Gewiss, neu ist der Ansatz nicht, den Regisseur Philipp Stölzl bei seiner Inszenierung des FLIEGENDEN HOLLÄNDERS gewählt hat, nämlich das Geschehen aus der Perspektive der Senta zu zeigen. Doch die Konsequenz und Intensität, mit welcher diese Intention umgesetzt wird, ist schlicht und ergreifend atemberaubend. Auf der Bühne des Basler Theaters entwickelt sich ein fesselndes, erschütterndes Psychodrama, das alle Zuschauerinnen und Zuschauer in seinen Bann zieht und die pausenlosen zwei einviertel Stunden wie in einem (Seelen-)Flug vergehen lässt. Senta bleibt innerlich das ewige Kind, das in seiner Traumwelt und seinen Tagträumen lebt und nicht erwachsen werden will, sich nicht vom sie umgebenden und bestimmenden Mief der biedermeierlichen Welt emanzipieren kann, ja von dieser Gesellschft gar erdrückt und seelisch zerstört wird. Kaum verwunderlich, dass diese Senta immer mehr einer Bette Davis in Robert Aldrichs Film „Whatever happend to Baby Jane“ gleicht. Sie altert zwar äusserlich, wird fett, apathisch, Alkoholikerin, im Innern möchte sie das kleine Mädchen bleiben, welches immer wieder auf der Bühne zu sehen ist und die Ballade des Holländers durchlebt. Erst als die betrunkenen Dorfbewohner höhnisch spottend ihr geliebtes Sagenbuch zerreissen, erwacht sie aus ihrer Apathie, wird zur rasenden Furie, erschlägt ihren trotteligen Gatten und haut sogar Erik, der immer treu zu ihr gehalten hat, immer wieder versucht hat, ihr die Augen zu öffnen, die Champagnerflasche über den Kopf im Versuch, ihre Traumwelt zu verteidigen oder gar wieder herzustellen.

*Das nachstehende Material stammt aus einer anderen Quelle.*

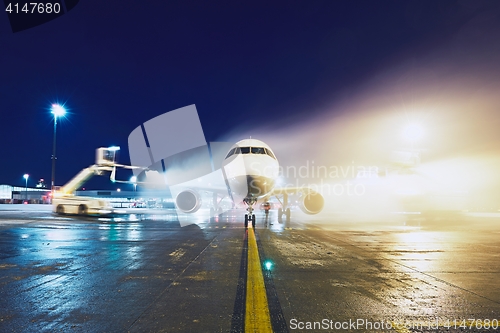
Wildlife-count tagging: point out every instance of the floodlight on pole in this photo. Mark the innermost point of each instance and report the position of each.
(26, 176)
(58, 111)
(133, 180)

Für all dies findet das Inszenierungsteam starke, überwältigende Bilder. In liebevollster Detailarbeit haben die Werkstätten eine riesige Bibliothek auf die Bühne gestellt, an der Rückwand befindet sich ein gigantisches Ölgemälde, welches sich immer wieder für tableaux vivants öffnet, in welchen Geschehnisse aus Sentas Traumwelt dargestellt werden. So gewinnt die schauerromantische Handlung Schlüssigkeit und Spannung.
Musikalisch ist der Abend dank herrlich prägnanten, durchschlagkräftigen Stimmen und einem fabelhaften Dirigat ein Ereignis. Friedemann Layer wählt zügige Tempi (überfordert aber die Sänger damit nicht), er schafft es, eine immense Spannung aufzubauen. Das Orchester folgt ihm vortrefflich, abgesehen von einigen Intonationstrübungen des Blechs, ausgerechnet in der delikaten Begleitung des grossen Duetts Senta-Holländer.

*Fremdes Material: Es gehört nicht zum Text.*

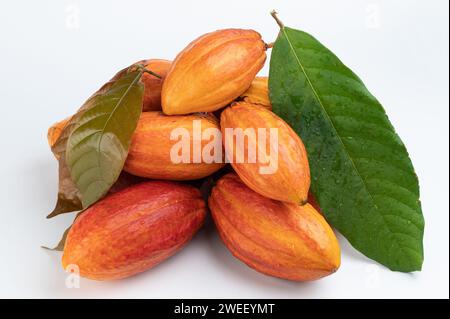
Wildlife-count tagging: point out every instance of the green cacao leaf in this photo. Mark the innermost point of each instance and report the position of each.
(69, 197)
(98, 144)
(361, 173)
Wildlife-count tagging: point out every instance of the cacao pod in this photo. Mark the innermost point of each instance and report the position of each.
(151, 149)
(258, 93)
(213, 71)
(152, 84)
(55, 131)
(289, 178)
(133, 230)
(278, 239)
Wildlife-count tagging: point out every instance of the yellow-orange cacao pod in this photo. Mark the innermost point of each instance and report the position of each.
(213, 71)
(278, 239)
(152, 84)
(55, 131)
(133, 230)
(152, 149)
(289, 177)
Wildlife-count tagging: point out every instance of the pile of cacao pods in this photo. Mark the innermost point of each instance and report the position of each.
(268, 221)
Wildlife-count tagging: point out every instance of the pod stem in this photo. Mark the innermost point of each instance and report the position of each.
(274, 14)
(269, 45)
(143, 69)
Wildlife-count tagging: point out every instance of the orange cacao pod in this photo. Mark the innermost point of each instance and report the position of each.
(258, 93)
(278, 239)
(133, 230)
(213, 71)
(151, 147)
(153, 85)
(290, 180)
(55, 131)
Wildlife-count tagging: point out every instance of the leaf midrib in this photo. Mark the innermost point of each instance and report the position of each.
(102, 131)
(316, 95)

Während dieses herrlichen Duetts erweitert sich das Bühnenbild zum Bild im Bild (im Bild…). Und im hintersten Bild fliegen die Märchenbücher dann aus dem Fenster, nun ist Senta zum einzigen Mal glücklich und glaubt, die Fantasiewelten nicht mehr zu benötigen. Doch die Wirklichkeit holt sie im dritten Akt umso schneller auf den brutalen Boden der Realität zurück. Sie verkriecht sich vor der Realität, aber auch aus Scham über ihre Gefühle – wie schon bei ihrem ersten Auftritt als kleines, böses Mädchen – unter den Tisch.
Kirsi Tiihonen ist eine überragende Senta. Vom bebend erregten Beginn der Ballade bis zu ihrem Selbstmord in Raserei durchschreitet sie darstellerisch und stimmlich eindrücklich die Gefühlswelt dieser Kindfrau. Sie findet zu zarten, schmerzerfüllten Tönen, aber auch zu wuchtigen Ausbrüchen und strahlenden Jubelmelodien.

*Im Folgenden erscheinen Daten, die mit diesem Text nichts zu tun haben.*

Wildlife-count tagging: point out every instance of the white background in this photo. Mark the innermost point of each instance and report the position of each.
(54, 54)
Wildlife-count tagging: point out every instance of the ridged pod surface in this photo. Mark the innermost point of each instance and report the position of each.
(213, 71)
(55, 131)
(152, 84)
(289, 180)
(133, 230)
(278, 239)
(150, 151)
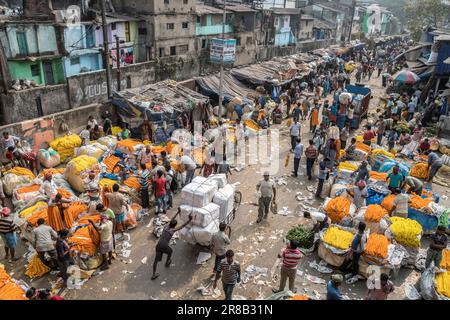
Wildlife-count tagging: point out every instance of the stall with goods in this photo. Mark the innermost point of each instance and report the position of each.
(36, 268)
(208, 205)
(78, 169)
(11, 289)
(129, 146)
(65, 146)
(48, 158)
(95, 150)
(15, 177)
(166, 105)
(302, 235)
(339, 208)
(435, 285)
(108, 141)
(335, 244)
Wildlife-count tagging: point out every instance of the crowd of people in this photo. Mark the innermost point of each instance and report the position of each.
(314, 102)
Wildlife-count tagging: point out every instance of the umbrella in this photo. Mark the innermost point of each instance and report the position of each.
(406, 76)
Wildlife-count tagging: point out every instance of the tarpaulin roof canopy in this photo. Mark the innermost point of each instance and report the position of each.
(232, 87)
(273, 73)
(167, 97)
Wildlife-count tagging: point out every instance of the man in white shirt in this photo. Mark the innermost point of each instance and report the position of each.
(48, 187)
(298, 151)
(85, 135)
(295, 133)
(319, 219)
(190, 166)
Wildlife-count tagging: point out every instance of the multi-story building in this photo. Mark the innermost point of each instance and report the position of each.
(31, 50)
(171, 25)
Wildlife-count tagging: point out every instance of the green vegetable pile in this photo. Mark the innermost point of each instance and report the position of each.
(302, 235)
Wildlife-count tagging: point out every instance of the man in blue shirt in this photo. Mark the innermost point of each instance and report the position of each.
(357, 248)
(333, 292)
(434, 164)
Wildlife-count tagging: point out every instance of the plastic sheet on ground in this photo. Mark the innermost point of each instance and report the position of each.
(254, 272)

Als Holländer überzeugt Alfred Walker (wie schon in Berlin als Orest in Elektra und Prologo in Cassandra) mit vorzüglicher Diktion und kraftvoll schöner Tongebung. Ein Glücksfall der Besetzungsliste sind auch der hervorragende Bass von Liang Li als geldgieriger, Frauen verachtender Vater Daland und Thomas Piffka als Erik. Dessen kräftig strahlender und mühelos geführter Tenor verleiht dem Erik eine eminente Wichtigkeit in dieser Inszenierung, ganz jenseits des larmoyanten Betrogenen.
Und wie immer in Basel rundet der exzellente Chor, treffend in Biermeierkostümen gekleidet von Ursula Kudrna, diesen grandiosen Abend ab.
Verdienter Jubel für alle Beteiligten!
Fazit:
Starke Bilder, starke Stimmen – ein Höhepunkt der bisherigen Schweizer Opernsaison! Fünf von fünf Perlen!!!
Inhalt:
Während eines Sturms geht Dalands Schiff in einer Bucht vor Anker. Die Mannschaft und der wachhabende Matrose schlafen ein, gespenstisch naht sich ein zweites Schiff. Es ist das Schiff des Holländers, der wegen einer Gotteslästerung zu einem ewigen Leben auf See verdammt ist. Nur ein treu ergebenes Weib kann ihm Erlösung bringen. Alle sieben Jahre darf er an Land gehen und sich dieses Weib zu erringen suchen.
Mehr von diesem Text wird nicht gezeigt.